Lynne Strong
03 May 2025, 1:00 AM
Opinion:
It is easy to assume that if you criticise government decisions, you are taking a side.
I am not. What I am challenging is the process, not the party.
A perfect example is the Labor government in NSW.
When they came to power, they swiftly shut down a raft of vital programs funded by the former Department of Regional NSW, programs that were quietly changing lives for young people in rural and regional areas.
Mentoring schemes, skills development, and youth leadership initiatives were scrapped almost overnight.
Not because they were failing, but because they had been set up under a different political banner.
That is not reform, that is vandalism.
And before anyone thinks this is an attack on Labor, let us be clear. The Liberal and National parties have been just as guilty.
Remember Barnaby Joyce’s push to decentralise government agencies by relocating them into his own electorate?
The idea was sold as supporting the regions, but the outcome was a hollowed-out public service.
Staff refused to relocate, expertise was lost, and millions were wasted on temporary contractors and consultants.
The agencies involved became weaker, not stronger, and the real losers were the farmers and rural communities who needed skilled, experienced support - not a shell of an agency run from a half-empty office hundreds of kilometres away from Parliament House.
There are career public servants still trying to work out what job title they are supposed to have.
The bigger the change looks on paper, the more it feels like 'something is happening'.
In reality, the actual work on the ground grinds to a halt.
Energy that should go towards delivering better services is instead wasted on finding new logos and rewriting organisational charts.
This is not about blue or red. It is about the chronic addiction to 'optics over outcomes'.
It is about a political culture where dismantling the past is valued more than building the future.

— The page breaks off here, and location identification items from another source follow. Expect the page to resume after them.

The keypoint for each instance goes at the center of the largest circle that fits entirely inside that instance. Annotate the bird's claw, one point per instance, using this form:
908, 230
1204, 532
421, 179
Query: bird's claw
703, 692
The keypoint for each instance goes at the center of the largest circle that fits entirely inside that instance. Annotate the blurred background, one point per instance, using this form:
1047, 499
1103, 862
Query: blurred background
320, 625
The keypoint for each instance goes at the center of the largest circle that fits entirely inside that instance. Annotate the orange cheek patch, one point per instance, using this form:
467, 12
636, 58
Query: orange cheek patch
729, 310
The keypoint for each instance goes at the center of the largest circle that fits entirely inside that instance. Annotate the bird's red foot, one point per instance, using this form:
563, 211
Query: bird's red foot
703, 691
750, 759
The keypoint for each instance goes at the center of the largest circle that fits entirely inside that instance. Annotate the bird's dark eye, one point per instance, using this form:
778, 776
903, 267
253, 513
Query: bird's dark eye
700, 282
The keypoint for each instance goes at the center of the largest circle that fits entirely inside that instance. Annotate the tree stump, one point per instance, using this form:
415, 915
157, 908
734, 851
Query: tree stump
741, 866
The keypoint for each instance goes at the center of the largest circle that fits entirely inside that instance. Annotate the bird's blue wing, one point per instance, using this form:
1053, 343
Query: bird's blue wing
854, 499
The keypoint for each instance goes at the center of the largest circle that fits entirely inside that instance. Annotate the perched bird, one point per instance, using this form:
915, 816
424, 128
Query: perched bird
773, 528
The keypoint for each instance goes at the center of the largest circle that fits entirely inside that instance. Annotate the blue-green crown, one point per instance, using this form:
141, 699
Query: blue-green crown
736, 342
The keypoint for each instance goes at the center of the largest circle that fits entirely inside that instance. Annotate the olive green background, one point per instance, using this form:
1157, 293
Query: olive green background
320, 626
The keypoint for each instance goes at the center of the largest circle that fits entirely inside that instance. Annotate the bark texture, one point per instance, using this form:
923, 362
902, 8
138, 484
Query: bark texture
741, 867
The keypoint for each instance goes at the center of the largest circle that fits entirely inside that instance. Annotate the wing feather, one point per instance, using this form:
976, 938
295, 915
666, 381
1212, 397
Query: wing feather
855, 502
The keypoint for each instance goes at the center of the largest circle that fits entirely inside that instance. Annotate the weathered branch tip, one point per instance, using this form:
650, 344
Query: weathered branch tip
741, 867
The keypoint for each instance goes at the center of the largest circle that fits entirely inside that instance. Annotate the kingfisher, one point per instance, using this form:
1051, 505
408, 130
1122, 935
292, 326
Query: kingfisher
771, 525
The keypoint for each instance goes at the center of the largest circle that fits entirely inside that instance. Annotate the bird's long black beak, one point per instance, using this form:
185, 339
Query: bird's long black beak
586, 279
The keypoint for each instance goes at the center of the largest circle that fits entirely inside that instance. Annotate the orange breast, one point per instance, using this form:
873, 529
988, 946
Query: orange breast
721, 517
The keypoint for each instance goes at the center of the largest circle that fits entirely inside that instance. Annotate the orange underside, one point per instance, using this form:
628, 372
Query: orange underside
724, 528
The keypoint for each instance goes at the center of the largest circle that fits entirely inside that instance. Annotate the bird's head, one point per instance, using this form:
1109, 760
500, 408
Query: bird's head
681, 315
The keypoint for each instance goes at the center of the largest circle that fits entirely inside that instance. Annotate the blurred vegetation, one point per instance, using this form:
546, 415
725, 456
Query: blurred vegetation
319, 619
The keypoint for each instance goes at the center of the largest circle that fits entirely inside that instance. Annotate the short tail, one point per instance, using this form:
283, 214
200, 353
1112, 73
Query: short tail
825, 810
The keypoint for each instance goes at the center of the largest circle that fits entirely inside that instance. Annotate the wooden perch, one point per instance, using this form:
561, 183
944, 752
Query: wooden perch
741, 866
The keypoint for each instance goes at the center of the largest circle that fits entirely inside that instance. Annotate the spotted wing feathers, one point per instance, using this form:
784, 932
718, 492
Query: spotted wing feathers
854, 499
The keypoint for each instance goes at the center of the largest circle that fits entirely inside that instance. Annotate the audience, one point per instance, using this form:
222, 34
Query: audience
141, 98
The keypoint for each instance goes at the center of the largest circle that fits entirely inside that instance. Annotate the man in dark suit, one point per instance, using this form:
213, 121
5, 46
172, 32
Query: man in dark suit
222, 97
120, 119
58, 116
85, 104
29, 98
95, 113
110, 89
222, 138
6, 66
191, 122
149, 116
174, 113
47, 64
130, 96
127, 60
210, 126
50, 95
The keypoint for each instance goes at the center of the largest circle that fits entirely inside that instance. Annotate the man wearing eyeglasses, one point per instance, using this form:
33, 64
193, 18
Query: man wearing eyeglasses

And the real losers are the people who rely on services that do not make headlines.
Young people in country towns who were finally getting a leg up.
Farmers trying to deal with biosecurity risks. Local communities fighting to hold onto their hospitals, their schools, their chances.
Every time a government wastes millions rearranging the deckchairs, it is our lives, not theirs, that are made harder.
The challenge for all of us is to stop falling for it.
Let's stop cheering when our team gets into power and starts tearing down everything built by the last one.
Ask instead, who benefits? Who loses?
And what good work might we be throwing away, just because it came from the 'wrong' side?
The answer, too often, is that the work we need most is the first to go.